Cost-effective Immunosuppressive Options for Solid Organ Transplantation: A Guide to Lower Cost for the Renal Transplant Recipient in the USA

Alan C Farney; William Doares; Scott Kaczmorski; Jeffrey Rogers; Robert J Stratta


Immunotherapy. 2010;2(6):879-888. 

In This Article

Abstract and Introduction


Of the numerous risks associated with immunotherapy for the prevention of rejection, cost is perhaps the most universal. In the USA and some other countries, the costs of immunosuppression make transplantation unavailable for some medically viable transplant candidates, and for others who receive a transplant, the long-term costs are economically crippling. Minimization and tapering of immunosuppression, use of generics, manipulation of metabolism, infection surveillance instead of prophylaxis, and advantageous routes of administration are some strategies that can be employed to reduce immunotherapy expense. Using these strategies, we describe an immunosuppression regimen for kidney transplantation that might be only a third of the cost of current 'standard' regimens in the USA. Such a regimen might allow some patients who might not otherwise qualify economically to safely receive a kidney transplant. The purpose of creating an alternative, lower-cost immunotherapy regimen is to give patients a choice. Responsible stewardship of scarce donor organs is the primary, and clearly appropriate, limiting factor.

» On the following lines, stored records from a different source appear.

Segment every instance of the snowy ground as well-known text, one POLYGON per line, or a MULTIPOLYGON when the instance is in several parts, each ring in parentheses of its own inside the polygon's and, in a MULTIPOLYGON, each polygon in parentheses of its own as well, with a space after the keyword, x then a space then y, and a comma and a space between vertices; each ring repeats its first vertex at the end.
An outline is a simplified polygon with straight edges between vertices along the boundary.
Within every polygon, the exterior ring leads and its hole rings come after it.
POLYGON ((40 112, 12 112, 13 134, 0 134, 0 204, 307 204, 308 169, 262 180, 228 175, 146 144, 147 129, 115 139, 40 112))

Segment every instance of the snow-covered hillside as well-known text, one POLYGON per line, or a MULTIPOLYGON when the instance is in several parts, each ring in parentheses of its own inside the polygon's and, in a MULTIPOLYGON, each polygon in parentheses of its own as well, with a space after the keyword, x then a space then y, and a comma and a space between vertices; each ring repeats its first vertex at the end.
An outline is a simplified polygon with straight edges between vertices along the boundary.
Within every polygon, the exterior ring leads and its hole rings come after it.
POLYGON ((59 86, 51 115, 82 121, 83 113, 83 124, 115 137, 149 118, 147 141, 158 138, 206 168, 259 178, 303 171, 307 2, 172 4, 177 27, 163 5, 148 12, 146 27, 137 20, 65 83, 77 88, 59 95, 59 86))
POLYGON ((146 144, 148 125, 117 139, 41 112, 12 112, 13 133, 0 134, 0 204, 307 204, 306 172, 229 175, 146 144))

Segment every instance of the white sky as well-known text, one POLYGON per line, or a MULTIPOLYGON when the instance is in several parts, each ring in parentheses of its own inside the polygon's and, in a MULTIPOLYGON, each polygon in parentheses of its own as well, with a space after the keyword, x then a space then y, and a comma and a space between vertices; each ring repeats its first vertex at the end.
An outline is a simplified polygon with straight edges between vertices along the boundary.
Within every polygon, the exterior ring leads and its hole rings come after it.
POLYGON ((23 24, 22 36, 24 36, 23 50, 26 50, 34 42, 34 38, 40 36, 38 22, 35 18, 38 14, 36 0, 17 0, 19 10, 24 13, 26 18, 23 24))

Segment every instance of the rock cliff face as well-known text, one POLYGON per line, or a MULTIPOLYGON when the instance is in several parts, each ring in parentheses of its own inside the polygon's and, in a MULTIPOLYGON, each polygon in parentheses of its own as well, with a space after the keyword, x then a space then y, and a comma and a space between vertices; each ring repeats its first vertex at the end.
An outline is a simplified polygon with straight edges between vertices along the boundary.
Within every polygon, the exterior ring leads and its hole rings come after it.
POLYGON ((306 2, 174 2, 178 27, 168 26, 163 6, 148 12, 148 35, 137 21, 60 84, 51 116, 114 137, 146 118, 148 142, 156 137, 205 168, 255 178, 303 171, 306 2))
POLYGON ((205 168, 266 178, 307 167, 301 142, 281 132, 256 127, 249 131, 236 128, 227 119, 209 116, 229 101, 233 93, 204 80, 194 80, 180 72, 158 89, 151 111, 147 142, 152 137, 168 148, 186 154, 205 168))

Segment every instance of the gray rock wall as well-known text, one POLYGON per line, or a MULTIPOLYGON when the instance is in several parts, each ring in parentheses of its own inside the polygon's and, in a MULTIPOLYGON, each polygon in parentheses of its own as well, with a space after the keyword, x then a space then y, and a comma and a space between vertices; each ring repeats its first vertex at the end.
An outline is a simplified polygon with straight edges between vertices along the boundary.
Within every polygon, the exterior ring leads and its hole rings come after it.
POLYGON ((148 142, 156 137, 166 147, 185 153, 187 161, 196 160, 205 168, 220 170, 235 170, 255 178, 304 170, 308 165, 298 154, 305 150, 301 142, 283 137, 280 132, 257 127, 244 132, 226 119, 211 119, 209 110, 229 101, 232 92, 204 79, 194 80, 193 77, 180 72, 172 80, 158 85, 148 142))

Solid organ transplantation is one of the remarkable achievements of modern medicine. Patient and kidney graft survival rates at 1 year exceed 95% after living donor kidney transplantation, and life expectancy is substantially increased compared with those patients who remain on dialysis.[1–3] Replacement of lost organ function by transplantation clearly increases longevity and improves quality of life, but at the cost of requisite immunosuppression to prevent allograft rejection. Effective immunosuppression has numerous side effects, including nephrotoxicity, diabetes, anemia, cytopenias, hypertension, neuropathy and manifestations of over immunosuppression, such as infection and malignancy. However, one of the most universal complications of immunosuppressive drugs used in current protocols for solid organ transplantation is the economic burden placed on graft recipients. In the USA, the cost of immunosuppressive drugs and the monitoring required by their administration has been estimated at more than US$30,000 in the first year after transplantation, and approximately US$15,000 per year thereafter.[101] For some potential transplant candidates, the cost of immunosuppression is prohibitive to the medical benefits of transplantation.